Darlehen von Privatpersonen sind steuerlich absetzbar

Zinsen für Darlehen von Privatpersonen können Unternehmer – genau wie die von Bankkrediten – steuerlich geltend machen. „Es gibt zwar keine speziellen Formvorschriften, dennoch würde ich einen detaillierten schriftlichen Vertrag dringend empfehlen“, rät Rechtsanwalt und Steuerberater Markus Deutsch vom Deutschen Steuerberaterverband. Die Behörde prüft nämlich, ob der Vertrag ernstlich vereinbart wurde, tatsächlich durchgeführt wird und einem Fremdvergleich standhält. „Unregelmäßige Rückzahlungen führen leicht zu dem Verdacht, dass der Vertrag nicht wirklich durchgeführt wird“, so Deutsch. Unternehmer sollten also private Darlehen genauso verbindlich sehen und alle Termine genauso einhalten wie bei einem Bankkredit. So entsteht beim Finanzamt kein unangenehmer Verdacht.

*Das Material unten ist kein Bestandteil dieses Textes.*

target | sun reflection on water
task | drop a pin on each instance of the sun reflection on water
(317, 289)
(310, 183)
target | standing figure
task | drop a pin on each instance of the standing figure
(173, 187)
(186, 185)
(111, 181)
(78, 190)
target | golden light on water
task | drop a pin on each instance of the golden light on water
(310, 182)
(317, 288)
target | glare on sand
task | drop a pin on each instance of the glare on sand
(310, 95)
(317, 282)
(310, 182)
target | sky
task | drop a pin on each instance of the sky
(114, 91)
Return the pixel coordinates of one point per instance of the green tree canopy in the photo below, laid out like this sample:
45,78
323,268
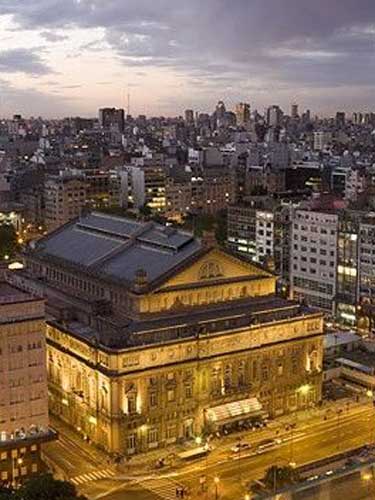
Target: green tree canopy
277,477
42,487
8,241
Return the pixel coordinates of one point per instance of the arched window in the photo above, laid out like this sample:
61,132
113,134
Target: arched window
210,270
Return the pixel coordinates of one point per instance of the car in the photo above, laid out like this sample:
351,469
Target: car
240,447
267,444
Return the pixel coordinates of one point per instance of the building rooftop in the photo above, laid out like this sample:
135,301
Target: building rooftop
181,325
116,248
10,293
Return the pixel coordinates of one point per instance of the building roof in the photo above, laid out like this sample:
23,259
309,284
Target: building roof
117,248
340,338
11,294
172,326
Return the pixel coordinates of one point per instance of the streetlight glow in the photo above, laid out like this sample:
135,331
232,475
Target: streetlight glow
304,389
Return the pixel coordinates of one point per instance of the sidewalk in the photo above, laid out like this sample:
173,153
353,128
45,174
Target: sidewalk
277,427
146,463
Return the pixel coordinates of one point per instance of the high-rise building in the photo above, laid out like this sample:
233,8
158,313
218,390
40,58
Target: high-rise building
189,116
294,111
64,197
274,116
313,258
112,119
242,113
23,384
340,118
321,140
157,337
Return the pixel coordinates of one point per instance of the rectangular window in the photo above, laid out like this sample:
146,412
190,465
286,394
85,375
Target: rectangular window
153,436
170,395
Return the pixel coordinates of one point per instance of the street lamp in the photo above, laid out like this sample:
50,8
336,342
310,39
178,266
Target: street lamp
16,461
216,481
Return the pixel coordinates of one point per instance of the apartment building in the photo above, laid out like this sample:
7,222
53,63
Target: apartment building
65,198
314,258
23,384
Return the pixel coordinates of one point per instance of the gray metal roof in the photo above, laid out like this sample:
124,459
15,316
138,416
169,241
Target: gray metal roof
156,261
118,247
78,246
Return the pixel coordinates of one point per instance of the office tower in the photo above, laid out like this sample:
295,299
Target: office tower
294,111
112,119
313,258
242,113
65,198
340,119
274,116
189,116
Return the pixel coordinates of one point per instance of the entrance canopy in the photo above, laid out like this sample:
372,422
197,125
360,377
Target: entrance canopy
238,410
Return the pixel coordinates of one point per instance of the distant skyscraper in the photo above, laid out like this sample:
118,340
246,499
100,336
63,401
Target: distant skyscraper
340,118
112,118
242,113
294,111
189,116
274,116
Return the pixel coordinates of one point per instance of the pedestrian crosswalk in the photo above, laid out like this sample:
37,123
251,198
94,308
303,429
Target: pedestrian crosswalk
164,488
93,476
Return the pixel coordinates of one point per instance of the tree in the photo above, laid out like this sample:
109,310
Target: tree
278,477
8,241
45,487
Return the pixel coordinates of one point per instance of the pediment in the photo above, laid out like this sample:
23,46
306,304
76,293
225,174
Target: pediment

Gut zu wissen: Der Darlehensgeber muss eventuelle Zinseinnahmen in der Steuererklärung angeben, denn sie sind steuerpflichtig. Normalerweise gilt die übliche Abgeltungssteuer von 25 % plus Soli und ggf. Kirchensteuer. Kosten, die im Zusammenhang mit dem Darlehen entstehen, spielen keine Rolle, allerdings gilt der Sparerpauschbetrag von 801 €.

„Leiht allerdings eine nahestehende Person einem Gründer Geld für seine Firma, müssen die Zinseinnahmen mit dem persönlichen Steuersatz versteuert werden. In diesem Fall können die mit dem Darlehen verbundenen Kosten geltend gemacht werden“, so Deutsch. Wenn also beispielsweise die gut situierten Eltern einen Kredit zu günstigeren Konditionen bekommen als ein jugendlicher Gründer, kann es sich unter Umständen rechnen, wenn die Eltern das Darlehen für die Gründung aufnehmen und dieses Geld dann privat an den Filius weiter verleihen.